Jessica öffnete eine weitere Kiste, die in etwas besserem Zustand war als die anderen. Es lagen Zeitungen und Zeitschriften jüngeren Datums darin. Obenauf lag ein kompletter Jahrgang von Amusement Today , eine Zeitschrift im Stil von Rundschreiben, bei der es sich offenbar um ein Fachmagazin für Vergnügungsparks handelte. Jessica drehte ein Exemplar um und entdeckte einen Adressaufkleber. M. Damgaard.
War das Walt Brighams Mörder? Jessica riss den Adressaufkleber heraus und steckte ihn in ihre Tasche.
Sie schob gerade ein paar Kisten zur Tür, als sie ein Geräusch hörte und mitten in der Bewegung verharrte. Zuerst hörte es sich an, als würde trockenes Holz im Wind knacken. Dann hörte sie es wieder: das Geräusch von altem, dürrem Holz.
»Nicci?«
Keine Antwort.
Jessica wollte gerade die Treppe hinaufsteigen, als sie Schritte hörte, die sich schnell näherten. Rennende Schritte, die der Schnee dämpfte. Im nächsten Augenblick hörte es sich an, als würde gekämpft oder als würde Nicci sich mit irgendetwas abschleppen. Dann wieder ein Geräusch. Ein Ruf.
Ihr Name?
Hatte Nicci sie gerade gerufen?
»Nicci?«, rief Jessica.
Stille.
»Hast du Kontakt mit dem ...?«
Jessica beendete den Satz nicht. In diesem Augenblick wurden die schweren Kellertüren zugeschlagen. Der Knall hallte von den Steinwänden des kleinen Raumes wider.
Dann hörte Jessica ein noch viel unheimlicheres Geräusch.
Die schweren Türen wurden mit dem Querbalken verschlossen.
Von außen.
79.
B yrne ging über den Parkplatz hinter dem Roundhouse.
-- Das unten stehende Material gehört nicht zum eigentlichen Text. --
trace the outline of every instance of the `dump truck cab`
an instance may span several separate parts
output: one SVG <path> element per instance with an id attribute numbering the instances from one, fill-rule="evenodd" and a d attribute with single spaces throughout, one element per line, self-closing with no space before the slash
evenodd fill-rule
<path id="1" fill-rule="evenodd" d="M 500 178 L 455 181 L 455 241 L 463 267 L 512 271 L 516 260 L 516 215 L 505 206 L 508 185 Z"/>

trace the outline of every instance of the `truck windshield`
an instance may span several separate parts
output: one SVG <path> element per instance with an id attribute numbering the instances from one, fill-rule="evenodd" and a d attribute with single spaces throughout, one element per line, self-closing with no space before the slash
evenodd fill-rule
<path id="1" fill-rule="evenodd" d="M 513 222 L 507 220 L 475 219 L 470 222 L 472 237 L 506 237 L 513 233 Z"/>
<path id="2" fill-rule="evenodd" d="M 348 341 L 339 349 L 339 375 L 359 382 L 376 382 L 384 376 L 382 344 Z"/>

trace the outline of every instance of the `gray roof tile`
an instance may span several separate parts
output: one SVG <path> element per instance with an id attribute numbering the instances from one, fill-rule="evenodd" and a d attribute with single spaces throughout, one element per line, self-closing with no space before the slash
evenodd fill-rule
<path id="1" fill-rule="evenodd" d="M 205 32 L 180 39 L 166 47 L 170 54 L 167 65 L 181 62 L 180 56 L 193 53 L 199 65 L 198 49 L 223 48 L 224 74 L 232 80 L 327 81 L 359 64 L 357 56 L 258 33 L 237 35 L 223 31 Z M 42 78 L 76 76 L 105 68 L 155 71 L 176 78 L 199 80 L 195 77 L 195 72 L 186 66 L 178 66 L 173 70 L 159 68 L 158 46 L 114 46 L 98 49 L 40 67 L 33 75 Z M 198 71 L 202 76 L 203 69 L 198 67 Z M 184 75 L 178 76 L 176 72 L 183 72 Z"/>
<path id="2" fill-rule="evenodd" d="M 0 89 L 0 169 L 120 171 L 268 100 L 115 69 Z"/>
Er spürte die Kälte nicht. Er dachte an John Longo und seine Geschichte: Walt Brigham sei überzeugt gewesen, hatte Longo gesagt, dass der Vergewaltiger Joseph Barber von einer Art Bürgerwehr ermordet worden war, nur gab es nie Beweise dafür.
Derjenige, der Byrne diese Bilder geschickt hatte – wahrscheinlich Walt Brigham selbst –, wollte diese Argumentation untermauern. Warum sonst waren die Gegenstände auf den Fotos alle lavendelblau? Es musste eine Art Visitenkarte sein, die dieser Angehörige der Bürgerwehr zurückließ.
Jemand, der es selbst in die Hand genommen hatte, jene Männer zu beseitigen, die kleinen Mädchen und jungen Frauen Gewalt angetan hatten.
Jemand, der die Verdächtigen getötet hatte, ehe die Polizei Haftbefehl gegen sie erlassen konnte.
Ehe Byrne in den Nordosten gefahren war, hatte er im Archiv angerufen und gebeten, sämtliche ungelösten Mordfälle der letzten zehn Jahre herauszusuchen und sie auf das Stichwort »Lavendelblau« hin zu durchforsten.
Byrne dachte an John Longo, der sich in seinem Keller verkroch und Vogelhäuschen baute. Vermutlich machte Longo auf andere einen zufriedenen Eindruck.